Detroit Pistons: i Bad Boys torneranno presto

Detroit Pistons: i Bad Boys torneranno presto

La leggendaria epoca dei Bad Boys è lontana anni luce: ed allora? Tifare per i Detroit Pistons è roba da duri, come l’atmosfera per chi vive nella città dell’auto. Talento serve per vincere, ma anche durezza e qualche spigolosità, avere Isiah Thomas in squadra non ti serve se non hai un Bill Laimbeer pronto a fare a botte se serve.

 

Ed allora, sotto con l’intervista, step-back, jump and ciuff!!!

 

Fate a gara a chi colleziona il maggior numero di gadgets dei Detroit Pistons?

– No, nessuna gara di gadgets. Io, per dire, ho solo una giacca ed una canotta (anche se cerco il bis), ma l’importante è la passione che ci accomuna.

 

Perché ci si appassiona al basket americano.

-Ci si appassiona perché è il basket ai massimi livelli, a livello tecnico/tattico non è neanche distante anni luce rispetto il top delle squadre Europee, ma a livello fisico/atletico non c’è proprio paragone.

 

Dove trovate il tempo per seguire in maniera assidua la squadra, a cosa rinunciate insomma

-Il tempo bisogna ricavarlo rinunciando alle ore di sonno, ovviamente in base agli impegni. Quest’anno sono riuscito a seguire solo 20-25 partite in diretta, ma mi informo sempre su tutte le altre.

 

Seguite il basket italiano? In cosa lo trovate distante, carenze o cosa portereste nel mondo americano

-Il basket Italiano lo seguo abbastanza, le partite trasmesse da Sky le guardo quasi tutte, ma non mi appassiona come quello Americano.

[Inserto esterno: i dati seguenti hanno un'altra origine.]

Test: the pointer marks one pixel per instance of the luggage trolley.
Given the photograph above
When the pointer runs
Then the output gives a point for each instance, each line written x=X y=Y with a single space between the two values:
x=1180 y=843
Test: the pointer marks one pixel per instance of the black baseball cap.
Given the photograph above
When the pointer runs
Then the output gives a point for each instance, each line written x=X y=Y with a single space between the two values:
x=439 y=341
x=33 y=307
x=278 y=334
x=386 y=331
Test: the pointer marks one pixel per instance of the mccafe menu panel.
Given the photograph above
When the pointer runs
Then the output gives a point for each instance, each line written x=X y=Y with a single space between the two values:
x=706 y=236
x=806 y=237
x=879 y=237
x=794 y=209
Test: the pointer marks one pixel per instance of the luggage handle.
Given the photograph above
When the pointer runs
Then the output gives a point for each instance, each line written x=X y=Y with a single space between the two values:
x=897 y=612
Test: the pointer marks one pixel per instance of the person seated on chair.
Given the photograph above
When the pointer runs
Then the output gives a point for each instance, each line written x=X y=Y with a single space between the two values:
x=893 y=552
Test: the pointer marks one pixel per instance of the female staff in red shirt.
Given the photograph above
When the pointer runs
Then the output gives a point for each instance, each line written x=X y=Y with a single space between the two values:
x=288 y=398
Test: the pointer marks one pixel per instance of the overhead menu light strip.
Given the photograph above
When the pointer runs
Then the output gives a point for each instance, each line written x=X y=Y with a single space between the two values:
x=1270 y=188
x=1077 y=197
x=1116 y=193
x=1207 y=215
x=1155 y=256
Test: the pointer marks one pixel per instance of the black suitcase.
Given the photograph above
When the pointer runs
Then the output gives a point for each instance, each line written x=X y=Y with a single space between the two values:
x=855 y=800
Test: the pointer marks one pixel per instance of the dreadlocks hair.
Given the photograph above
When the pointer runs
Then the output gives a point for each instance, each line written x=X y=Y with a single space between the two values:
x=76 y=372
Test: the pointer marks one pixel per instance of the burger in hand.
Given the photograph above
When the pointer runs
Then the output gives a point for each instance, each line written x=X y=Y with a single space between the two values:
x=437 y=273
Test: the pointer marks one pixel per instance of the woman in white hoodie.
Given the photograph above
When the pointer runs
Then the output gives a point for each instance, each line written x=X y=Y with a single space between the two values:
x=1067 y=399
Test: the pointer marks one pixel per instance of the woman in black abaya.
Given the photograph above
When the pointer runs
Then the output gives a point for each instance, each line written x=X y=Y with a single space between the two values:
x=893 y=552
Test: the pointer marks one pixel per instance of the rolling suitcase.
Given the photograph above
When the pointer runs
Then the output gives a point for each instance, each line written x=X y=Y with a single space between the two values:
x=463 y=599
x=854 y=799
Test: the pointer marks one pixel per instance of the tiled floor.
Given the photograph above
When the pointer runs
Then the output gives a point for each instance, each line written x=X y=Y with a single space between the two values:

-Le differenze principali riguardano fisico ed atletismo, anche se tuttavia anche giocatori che in NBA erano a dir poco mediocri, in campionati come quello italiano sono riusciti a fare la differenza: evidentemente non sono gli unici aspetti.

 

Come gestite, la pagina, quanti siete, come vi dividete i compiti

La pagina la gestisco da solo, è una pagina nata da a malapena un anno e la fanbase non è poi così ampia: speriamo sempre che la squadra inizi un ciclo vincente, in modo che si avvicinino più italiani possibili. Per esempio, fino 4 anni fa la fanbase dei Golden State Warriors in Italia era quasi inesistente, mentre ad oggi è una fra le 3-4 più numerose: però bisogna iniziare a vincere.

 

Quale giocatore italiano vi piacerebbe giocasse nella franchigia

– Mi sarebbe piaciuto vedere Melli, ho un debole per lui anche se il minutaggio sarebbe sicuramente limitato.

 

Avete un incontro comune, un raduno o vi sentite soltanto tramite i canali social

-Ci sentiamo solo attraverso canali social.

 

Quali altri sport americani seguite con passione eventualmente

-Nessuno, se non il torneo Big 3 (sempre legato al basket) che hanno organizzato questa estate: classica americanata, roba da nostalgici.

 

Con chi dei Pistons andreste al bar a divertirvi

-Con Stanley Johnson, dà l’idea di essere uno che sa come divertirsi.

 

La stella di Detroit Stanley Johnson

 

Con chi invece non vi mettereste nemmeno a tavola

-Con Jon Leuer, ha troppo la faccia da bravo ragazzo.

 

La rivalità più accesa per i Detroit Pistons

-Forse quella con i Pacers, per via delle serie PO nella prima metà degli anni’00 e della rissa più famosa della storia; c’è una grande antipatia, ma è andata scemando negli anni per via delle sfide poco importanti. Siamo sempre stati una squadra ‘ammazza grandi’, negli anni dei primi due titoli abbiamo spesso eliminato Jordan, chiuso il ciclo dei Celtics di Bird e battuto i Lakers di Magic in finale.
Nel 2004 abbiamo battuto i Lakers di Shaq e Kobe ai quali si erano aggiunte altre due leggende come Malone e Payton, a cui abbiamo negato (a Gary momentaneamente) le speranze di titolo. Insomma, sicuramente siamo stati antipatici a tanti, ma anche una delle squadre più rispettate della lega: speriamo di tornare a quei livelli già da quest’anno.